Gehörte Grafenwald früher zu Bottrop?

von Rainer Weiß

Auf den Internetseiten von Stefan Krix (www.krix-s.de) zur Geschichte der Stadt Bottrop findet sich folgender Eintrag:

1823
Bottrop verliert an Gebiet: Grafenwald wird Kirchhellen zugewiesen.

Dieser Eintrag überraschte mich. Also forschte ich ein wenig nach:

Im Vestischen Lagerbuch von 1660 wurden die Grafenwälder Höfe zur Bauernschaft Holthausen im Kirchspiel Kirchhellen und nicht im Kirchspiel Bottrop aufgeführt. 
Bei der 1782 durchgeführten Zählung der Bauernhöfe, Kotten und Heuerlingswohnungen im Vest Recklinghausen sind die Grafenwälder im Kirchspiel Kirchhellen unter Holthausen und Overhagen aufgelistet.
Auch in der Einwohnerliste von 1818 finden sich die Grafenwälder unter Holthausen und Overhagen.

Hierin lassen sich keine Hinweise finden, dass Grafenwald früher zu Bottrop gehörte. Dann tauchte diese Ansichtkarte auf:

Grafenwald

"Gruss aus Bottrop" mit der Abbildung der Grafenmühle oben rechts. Die Jahresangabe ist im Poststempel nicht erkennbar. Die Briefmarke auf der Rückseite konnte von 1933 bis 1945 verwendet werden.

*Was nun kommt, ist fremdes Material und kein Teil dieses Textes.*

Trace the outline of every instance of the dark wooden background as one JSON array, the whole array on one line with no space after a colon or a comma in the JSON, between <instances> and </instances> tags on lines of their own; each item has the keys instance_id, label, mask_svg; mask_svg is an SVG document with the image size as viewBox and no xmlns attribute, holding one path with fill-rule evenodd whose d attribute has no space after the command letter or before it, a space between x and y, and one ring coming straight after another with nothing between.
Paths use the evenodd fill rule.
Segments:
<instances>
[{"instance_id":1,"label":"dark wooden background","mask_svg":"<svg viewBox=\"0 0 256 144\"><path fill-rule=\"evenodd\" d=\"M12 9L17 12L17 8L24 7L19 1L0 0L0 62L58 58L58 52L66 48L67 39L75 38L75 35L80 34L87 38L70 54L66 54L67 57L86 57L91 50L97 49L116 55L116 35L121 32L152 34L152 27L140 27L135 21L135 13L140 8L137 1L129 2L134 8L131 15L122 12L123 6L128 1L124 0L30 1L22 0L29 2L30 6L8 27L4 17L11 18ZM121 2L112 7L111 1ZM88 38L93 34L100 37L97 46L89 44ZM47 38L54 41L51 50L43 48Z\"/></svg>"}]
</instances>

Sollte Grafenwald im Dritten Reich zu Bottrop gehört haben? Sicherlich nicht. Das wäre den Wöllern doch bekannt gewesen. Also zurück in die Zeit vor 1823:

Bis 1802 dauerte die kurkölnische Herrschaft über das Vest Recklinghausen, zum dem Kirchhellen und Bottrop gehörten. Der "Reichsdeputations-Hauptschluss" hob 1803 die geistlichen Fürstentümer, so auch Kurköln auf. Der Herzog von Arenberg erhielt als Entschädigung für seine an Frankreich verlorenen Gebiete u. a. das Vest Recklinghausen.

1811 vereinigte Napoleon das Vest Recklinghausen mit dem Herzogtum Berg. Die uralten Einteilungen von Kirchspielen und Bauerschaften wurden dabei teilweise aufgehoben und die Gebiete zu neuen Bürgermeistereien (Mairien) zusammengelegt. Die Maire Bottrop wurde aus den Kirchspielen Bottrop und Osterfeld gebildet. Zur Maire Kirchhellen gehörten das Kirchspiel Kirchhellen (ohne die Bauerschaft Ekel, die Dorsten zugeschlagen wurde) sowie die Bauerschaften Ellinghorst, Rentfort, Zweckel, Ober-, Mittel- und Niederscholven. Maire (Bürgermeister) von Kirchhellen war Freiherr Friedrich von Wenge auf Haus Beck, der zunächst auch die Maire Bottrop leitete. Im August 1811 bekam Bottrop einen eigenen Bürgermeister.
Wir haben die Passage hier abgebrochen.